Looking at this photo, you’d automatically respond – artist. He’s French ( met him in Nice) and looks his part. Of course it’s a stereotype and often what we picture in our minds is how we think we must be, if we’re to be taken seriously.Wear the smock, dress in wild colors or layers of layers, drink, smoke and party until a new day begins.I’m not sure that makes one an artist. Is it a matter of dress or demeanor? A suitcase full of fears or the ability to live with abandon?

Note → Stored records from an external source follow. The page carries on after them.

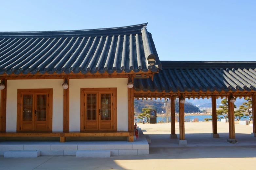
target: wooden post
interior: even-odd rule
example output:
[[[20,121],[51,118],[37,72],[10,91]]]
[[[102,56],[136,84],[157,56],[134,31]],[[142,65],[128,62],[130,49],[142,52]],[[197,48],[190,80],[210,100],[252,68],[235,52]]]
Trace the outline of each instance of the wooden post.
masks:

Is an artist the one who markets himself well? ( I must admit I did buy a watercolor from this man, but it really was fine!) Or is the artist the one who can look at the world in a unique way? Someone who can create something out of little? One who can hear music where there is a breeze and see art when there is shadow? Is there one right answer? Most likely , it’s a crazy quilt combination of attitudes and characteristics unique and shared that creates an artist. Just take a look in your mirror and you’ll see for yourself!
Every morning this week I’ve gotten up and readied for school, pretty much oblivious to Elvis Week here in Memphis.
On Sunday , we played tourist and headed downtown to the Arcade for breakfast. We were seated in Elvis’s old booth, it seems he liked to sneak in the back door, so we sat in his booth and enjoyed country gravy and biscuits and sweet potato pancakes.
We wandered the city and reached the Peabody Hotel.
There we found a baby jumpsuit at Lansky’s ( Elvis’s favorite clothier).
Even the ducks were decked out for the week. As we walked down Beale, I shot a photo of both Kings to round out my impromptu collection.
Going to Graceland would have been too predictable so I chose to see what appeared in town.Shooting with my iPhone and processing with apps, I had a great day playing tourist. I hope you enjoyed this mini-visit to Memphis.